Mereka belum memiliki kemampuan untuk mengolah pangan ternak alternatif
pasca bencana sekitar 3–5 bulan ke depan. Sebagai upaya untuk memenuhi
kebutuhan hidup, mereka menjual ternak dan menunggu waktu yang tepat untuk
mengolah lahan lagi.
Salah
satu bagian dari Sukomoro ialah Dusun Laharpang. Dusun ini memiliki 46 kk
dengan 153 jiwa. Di Laharpang ada tokoh sentral, ialah Bp. Barkah. Ia setiap
hari keluar masuk hutan sebagai petani yang menggarap lahan milik
perkebunan. Ia merupakan orang kunci
yang pemberi informasi ketika Gunung Kelud aktif. Pengalaman selama tinggal di dekat gunung
membuatnya memiliki kemampuan mendeteksi perkembangan aktifitas Gunung Kelud.

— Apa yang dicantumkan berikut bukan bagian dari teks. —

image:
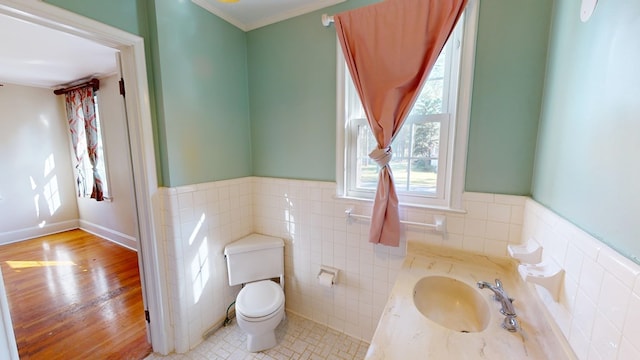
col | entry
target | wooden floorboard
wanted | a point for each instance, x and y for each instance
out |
(74, 295)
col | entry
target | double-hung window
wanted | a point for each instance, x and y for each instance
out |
(429, 152)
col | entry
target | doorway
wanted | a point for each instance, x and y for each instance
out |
(139, 130)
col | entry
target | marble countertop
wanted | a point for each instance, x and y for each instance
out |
(404, 333)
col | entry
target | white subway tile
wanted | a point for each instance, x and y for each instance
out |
(510, 199)
(628, 350)
(631, 329)
(591, 279)
(497, 231)
(477, 210)
(613, 301)
(622, 268)
(579, 342)
(473, 227)
(584, 314)
(605, 337)
(482, 197)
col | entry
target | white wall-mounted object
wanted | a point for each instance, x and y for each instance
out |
(328, 276)
(586, 9)
(547, 275)
(327, 20)
(530, 253)
(439, 221)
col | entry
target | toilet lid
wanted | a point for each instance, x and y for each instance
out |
(259, 299)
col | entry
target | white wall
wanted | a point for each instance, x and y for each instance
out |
(199, 220)
(114, 219)
(33, 133)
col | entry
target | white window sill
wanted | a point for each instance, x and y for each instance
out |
(408, 205)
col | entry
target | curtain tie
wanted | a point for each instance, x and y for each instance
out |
(382, 157)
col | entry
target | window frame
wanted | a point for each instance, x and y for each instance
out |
(448, 196)
(103, 167)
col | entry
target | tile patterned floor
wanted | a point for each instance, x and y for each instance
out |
(298, 338)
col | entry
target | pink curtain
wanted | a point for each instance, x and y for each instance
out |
(390, 48)
(81, 116)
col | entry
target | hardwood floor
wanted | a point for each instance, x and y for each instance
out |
(74, 295)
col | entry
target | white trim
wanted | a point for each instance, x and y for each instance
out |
(316, 5)
(340, 123)
(464, 103)
(37, 231)
(7, 337)
(142, 149)
(456, 152)
(114, 236)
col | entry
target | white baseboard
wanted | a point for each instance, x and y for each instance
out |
(36, 231)
(109, 234)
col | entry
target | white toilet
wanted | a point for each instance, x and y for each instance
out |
(253, 261)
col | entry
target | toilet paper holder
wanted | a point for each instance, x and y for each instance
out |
(328, 271)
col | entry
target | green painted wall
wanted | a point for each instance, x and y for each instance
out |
(201, 77)
(197, 69)
(507, 92)
(292, 86)
(585, 167)
(292, 96)
(231, 104)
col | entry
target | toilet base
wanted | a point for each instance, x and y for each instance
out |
(256, 343)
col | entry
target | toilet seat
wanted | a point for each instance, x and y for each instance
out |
(260, 299)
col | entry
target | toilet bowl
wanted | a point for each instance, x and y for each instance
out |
(259, 310)
(251, 262)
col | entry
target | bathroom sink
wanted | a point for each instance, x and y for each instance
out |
(451, 303)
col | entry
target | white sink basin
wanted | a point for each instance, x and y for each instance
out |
(451, 303)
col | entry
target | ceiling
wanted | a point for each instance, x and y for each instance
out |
(41, 57)
(252, 14)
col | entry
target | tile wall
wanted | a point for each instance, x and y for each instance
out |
(599, 305)
(199, 220)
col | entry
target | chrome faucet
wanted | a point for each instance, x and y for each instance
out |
(510, 323)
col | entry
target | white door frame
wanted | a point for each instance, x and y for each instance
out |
(139, 125)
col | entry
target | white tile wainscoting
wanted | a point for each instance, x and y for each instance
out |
(599, 302)
(199, 220)
(598, 310)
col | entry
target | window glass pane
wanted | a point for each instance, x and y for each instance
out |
(367, 169)
(415, 158)
(431, 96)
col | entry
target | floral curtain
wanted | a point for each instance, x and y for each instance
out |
(81, 116)
(390, 48)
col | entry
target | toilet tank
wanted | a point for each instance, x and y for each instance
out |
(254, 257)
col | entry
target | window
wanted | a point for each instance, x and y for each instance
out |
(85, 169)
(429, 152)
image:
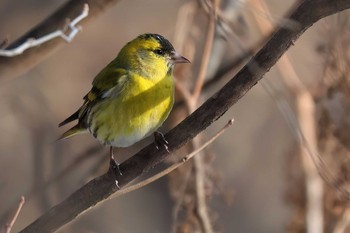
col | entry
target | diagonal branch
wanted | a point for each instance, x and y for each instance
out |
(101, 188)
(11, 67)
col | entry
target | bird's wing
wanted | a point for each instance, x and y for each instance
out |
(108, 83)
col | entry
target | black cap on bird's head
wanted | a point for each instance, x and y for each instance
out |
(165, 48)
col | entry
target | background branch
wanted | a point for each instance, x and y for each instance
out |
(100, 188)
(13, 66)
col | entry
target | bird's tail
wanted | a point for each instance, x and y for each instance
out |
(72, 132)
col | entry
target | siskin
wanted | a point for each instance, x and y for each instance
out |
(131, 97)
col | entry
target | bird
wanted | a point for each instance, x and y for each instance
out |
(131, 97)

Beberapa saat setelah terjadi erupsi, ia berperan memberikan informasi kepada
warga, bahkan menginstruksikan untuk segera meninggalkan Laharpang. Dusun
Sukomoro dan Laharpang merupakan lokasi paling parah ketika terjadi bencana.
Pasca erupsi, warga perlu difasilitasi sehingga mampu mengelola
pengalaman dan menjadikan peristiwa erupsi sebagai pelajaran di masa mendatang.
Kehadiran OM akan menjadi sarana yang memperkuat masyarakat dalam merumuskan
aneka aksi nyata yang perlu, dalam mengantisipasi dan menghadapi bencana di
masa yang akan datang.
Dalam
catatan pelaksanaan PRBOM di Sukomoro pada tahun 2012 lalu, telah terbentuk OM
Sumber Alam. Tanggapan warga begitu besar sehingga terpilih pengurus yang
diketuai Bp. Subur. Hal ini karena warga menyadari daerah mereka rawan
bencana, berada di lereng Gunung Kelud
kawasan ring I-III. Pada pengalaman bencana lahar dingin tahun 2008 lalu, banyak
bantuan mengalir dari organisasi atau LSM melalui pemerintah tetapi tidak
sampai kepada masyarakat dan tidak merata. Inilah yang menjadi pelajaran
sehingga mereka terlibat dalam menangani bencana. Selain
itu, di masa lalu di Sukomoro pernah ada pos pantau Gunung Kelud dan aliran
lahar hasil swadaya masyarakat, tetapi pos tersebut dirobohkan karena seorang anak kecil pernah
jatuh.(bersambung)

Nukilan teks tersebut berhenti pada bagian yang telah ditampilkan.